温若初第一次产生了迟疑的情绪,他对宋泞汐很有好感,甚至是想要亲近她,是因为亲缘关系的影响吗?
“栩儿!”
浑厚极具威严的声音骤然在房间内响起,一道虚影浮现,温若初脸色一变,起身恭顺行礼:“父亲……”
翌日
宋泞汐抱着云卷刚打开房门迎面就对上一只全身黝黑直立着身体,几乎要把门板望穿的雕塑兔,她愣了愣:“妖皇陛下?”
妖皇那哀怨的小眼神都快把宋泞汐淹没了,长长的耳朵耷拉在身侧怎么看怎么委屈:
“本皇都知道了!宋泞汐你骗本皇骗得好苦!”
“咳,那是情势所逼!”
“狗屁情势,本皇这么正直的兔子难道不值得相信吗,每每看着本皇放下身段为了你苦哈哈的在清衍宗打工,你良心不会痛吗!”

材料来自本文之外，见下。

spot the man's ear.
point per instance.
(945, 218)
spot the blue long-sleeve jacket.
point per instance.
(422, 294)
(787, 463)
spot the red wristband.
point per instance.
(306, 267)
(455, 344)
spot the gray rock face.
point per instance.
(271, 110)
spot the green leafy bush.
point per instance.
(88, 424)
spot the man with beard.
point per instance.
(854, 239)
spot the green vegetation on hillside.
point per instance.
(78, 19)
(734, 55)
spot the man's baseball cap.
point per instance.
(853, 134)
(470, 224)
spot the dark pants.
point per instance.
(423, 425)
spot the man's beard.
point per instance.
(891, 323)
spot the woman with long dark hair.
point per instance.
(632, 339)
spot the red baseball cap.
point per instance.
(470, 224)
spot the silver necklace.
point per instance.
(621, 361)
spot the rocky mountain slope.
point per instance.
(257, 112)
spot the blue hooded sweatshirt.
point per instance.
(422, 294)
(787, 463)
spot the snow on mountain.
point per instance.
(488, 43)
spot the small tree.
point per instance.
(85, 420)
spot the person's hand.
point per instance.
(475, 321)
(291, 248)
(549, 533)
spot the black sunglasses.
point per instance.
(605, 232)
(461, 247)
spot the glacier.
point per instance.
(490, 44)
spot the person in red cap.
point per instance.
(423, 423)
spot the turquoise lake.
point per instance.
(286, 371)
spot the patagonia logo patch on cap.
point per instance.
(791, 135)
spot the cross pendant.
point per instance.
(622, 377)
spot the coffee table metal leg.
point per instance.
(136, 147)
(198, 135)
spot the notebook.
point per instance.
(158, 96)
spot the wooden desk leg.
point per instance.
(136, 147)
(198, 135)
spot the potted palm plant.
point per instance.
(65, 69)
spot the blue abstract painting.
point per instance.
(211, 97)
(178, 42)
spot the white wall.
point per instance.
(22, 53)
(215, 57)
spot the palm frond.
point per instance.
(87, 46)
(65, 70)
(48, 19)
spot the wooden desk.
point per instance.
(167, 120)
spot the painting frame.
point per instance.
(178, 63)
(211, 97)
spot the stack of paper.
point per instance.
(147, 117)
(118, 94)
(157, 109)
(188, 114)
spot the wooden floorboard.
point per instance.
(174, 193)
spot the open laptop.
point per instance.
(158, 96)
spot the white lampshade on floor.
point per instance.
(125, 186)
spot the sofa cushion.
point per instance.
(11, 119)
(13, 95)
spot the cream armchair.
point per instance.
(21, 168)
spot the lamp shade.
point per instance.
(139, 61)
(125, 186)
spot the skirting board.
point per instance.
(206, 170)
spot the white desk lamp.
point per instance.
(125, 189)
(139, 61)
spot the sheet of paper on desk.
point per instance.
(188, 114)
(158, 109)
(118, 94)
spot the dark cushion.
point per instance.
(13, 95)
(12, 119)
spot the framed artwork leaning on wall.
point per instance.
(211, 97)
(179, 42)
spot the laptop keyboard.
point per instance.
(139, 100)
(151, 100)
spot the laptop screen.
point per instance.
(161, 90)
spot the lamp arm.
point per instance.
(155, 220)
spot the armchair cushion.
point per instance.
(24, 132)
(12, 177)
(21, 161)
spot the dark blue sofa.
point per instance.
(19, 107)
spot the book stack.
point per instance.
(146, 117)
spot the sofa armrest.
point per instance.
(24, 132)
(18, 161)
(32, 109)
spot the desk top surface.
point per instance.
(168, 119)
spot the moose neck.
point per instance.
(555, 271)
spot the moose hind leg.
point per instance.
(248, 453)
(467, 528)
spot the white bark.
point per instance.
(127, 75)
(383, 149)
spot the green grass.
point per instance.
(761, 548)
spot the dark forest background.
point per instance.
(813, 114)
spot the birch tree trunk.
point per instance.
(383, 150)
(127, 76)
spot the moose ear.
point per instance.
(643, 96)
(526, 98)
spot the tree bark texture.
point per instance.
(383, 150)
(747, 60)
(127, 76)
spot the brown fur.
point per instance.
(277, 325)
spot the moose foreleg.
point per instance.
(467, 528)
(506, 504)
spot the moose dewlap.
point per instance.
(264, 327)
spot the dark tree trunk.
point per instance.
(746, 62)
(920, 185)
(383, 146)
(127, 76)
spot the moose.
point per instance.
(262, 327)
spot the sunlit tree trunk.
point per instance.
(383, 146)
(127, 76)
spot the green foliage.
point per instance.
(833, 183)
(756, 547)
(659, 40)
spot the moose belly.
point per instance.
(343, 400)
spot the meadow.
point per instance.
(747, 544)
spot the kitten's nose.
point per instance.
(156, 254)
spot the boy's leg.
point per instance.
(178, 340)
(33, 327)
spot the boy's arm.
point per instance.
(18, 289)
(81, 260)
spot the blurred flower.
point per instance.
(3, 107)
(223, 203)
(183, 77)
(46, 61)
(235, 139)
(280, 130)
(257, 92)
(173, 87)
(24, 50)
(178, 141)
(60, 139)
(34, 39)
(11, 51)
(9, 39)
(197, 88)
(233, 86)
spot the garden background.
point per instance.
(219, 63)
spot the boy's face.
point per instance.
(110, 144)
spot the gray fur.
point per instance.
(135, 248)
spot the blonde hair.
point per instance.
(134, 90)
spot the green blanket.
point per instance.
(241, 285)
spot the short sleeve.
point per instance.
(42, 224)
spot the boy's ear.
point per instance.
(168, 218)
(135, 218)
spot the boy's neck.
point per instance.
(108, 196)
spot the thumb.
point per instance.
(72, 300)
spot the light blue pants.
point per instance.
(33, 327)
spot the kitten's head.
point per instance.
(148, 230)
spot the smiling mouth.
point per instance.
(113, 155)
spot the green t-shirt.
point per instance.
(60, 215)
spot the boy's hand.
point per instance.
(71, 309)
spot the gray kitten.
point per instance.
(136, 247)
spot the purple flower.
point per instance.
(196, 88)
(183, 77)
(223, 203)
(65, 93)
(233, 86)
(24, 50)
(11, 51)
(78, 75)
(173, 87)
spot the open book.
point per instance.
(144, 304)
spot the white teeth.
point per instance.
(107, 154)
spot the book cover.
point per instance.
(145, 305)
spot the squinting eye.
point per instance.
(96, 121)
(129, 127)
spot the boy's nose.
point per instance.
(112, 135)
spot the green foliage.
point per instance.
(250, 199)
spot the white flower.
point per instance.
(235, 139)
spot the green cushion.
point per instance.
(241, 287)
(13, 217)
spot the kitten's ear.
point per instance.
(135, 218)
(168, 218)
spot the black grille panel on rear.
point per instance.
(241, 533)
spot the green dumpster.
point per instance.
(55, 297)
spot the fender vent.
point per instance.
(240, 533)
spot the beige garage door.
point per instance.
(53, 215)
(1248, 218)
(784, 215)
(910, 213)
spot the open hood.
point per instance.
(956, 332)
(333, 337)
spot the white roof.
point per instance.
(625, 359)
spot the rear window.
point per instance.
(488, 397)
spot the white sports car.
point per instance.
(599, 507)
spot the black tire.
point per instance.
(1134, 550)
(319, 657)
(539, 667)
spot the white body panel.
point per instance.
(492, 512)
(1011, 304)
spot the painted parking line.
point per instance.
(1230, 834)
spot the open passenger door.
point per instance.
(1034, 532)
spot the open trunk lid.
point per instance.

还真不会,毕竟妖皇陛下除了看不见她有怨念外,在清衍宗和峰主们斗嘴喝酒过得还挺开心的。
“你说啊,你对得起本皇嘛!”
宋泞汐额角滴下一滴汗:“抱歉!”
“道歉有用,本皇修仙做什么?”
“那妖皇陛下……”
“看看真身!本皇要看他们昨夜看见的那么威武的!”
宋泞汐撸云卷的手一顿,是她不纯洁了吗,妖皇陛下这言论特像网络上风气不正要看看腿的发言。
妖皇陛下这要求规格更大直接要看真身,您自己没有真身吗!都是一身毛绒绒有啥好看的!
“本皇为了你受了多少苦,不就是看个真身而已,大家都看了为什么不给我看!宋泞汐你不能厚此薄彼!”
小黑兔一屁股坐在地上,大眼睛满是委屈控诉,毛绒绒的前肢搭在后肢上,大有她不同意就就地一翻打滚撒泼的意思。